Why? At the most basic level, it is not in the political interests of Republicans to overturn it. It is far easier to motivate people to vote by promising that you will do something for them than that you will keep something for them. Before Roe, it was the women’s movement and the prochoice activists that were energized to organize and work to make abortion legal. After Roe, prolife forces organized to undo it. People often take for granted what they have. Republican power holders are acutely aware of this. They know that if Roe is overturned, it will actuate prochoice forces and become a central issue while prolife forces will deactivate, since they got what they wanted, and move on to another issue.

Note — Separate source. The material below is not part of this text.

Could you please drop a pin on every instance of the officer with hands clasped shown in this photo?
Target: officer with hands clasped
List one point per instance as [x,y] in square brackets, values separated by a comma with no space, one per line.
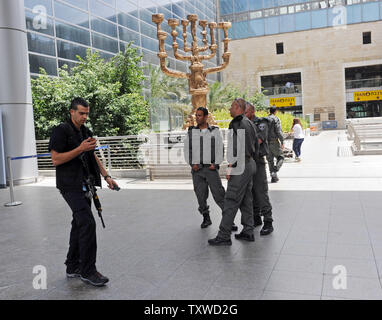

Republicans understand that public opinion is against them on this issue. They can tinker and add a few reasonable restrictions, but wholesale overturning of Roe would fly in the face of what voters want for a party that holds too many minority positions. Since 1980, Republicans have lost the popular vote in six of ten presidential elections. While they have won the Presidency in three of the last seven elections, they have lost the popular vote in six of the last seven. Both political parties have cast their lot with the absolutists even though the public has much a more nuanced opinion of the issue. Overturning Roe would cause the issue to become front and center for supporters of some form of legal abortion, but keeping it legal makes it front and center for the evangelicals, a key part of the Republican base.
So, what do Republicans want from a more conservative court if not overturning Roe? They have been getting it for the last 30 plus years. Conservatives may say it is about abortion, but the rightward tilt of the court is really about building a pro-corporate court that grants business wide latitude in their disputes with labor, consumers, and the government: one that reduces the “burdens of the regulatory state”.
Since the Rehnquist Court, there have been at least five justices—and sometimes more—who tilt hard to the right when it comes to disagreements between corporate power and the public interest. Ruth Bader Ginsberg was the least corporate-friendly justice on the court and that is what has conservatives licking their lips at the prospect of a 6-3 conservative split on the court. Not abortion.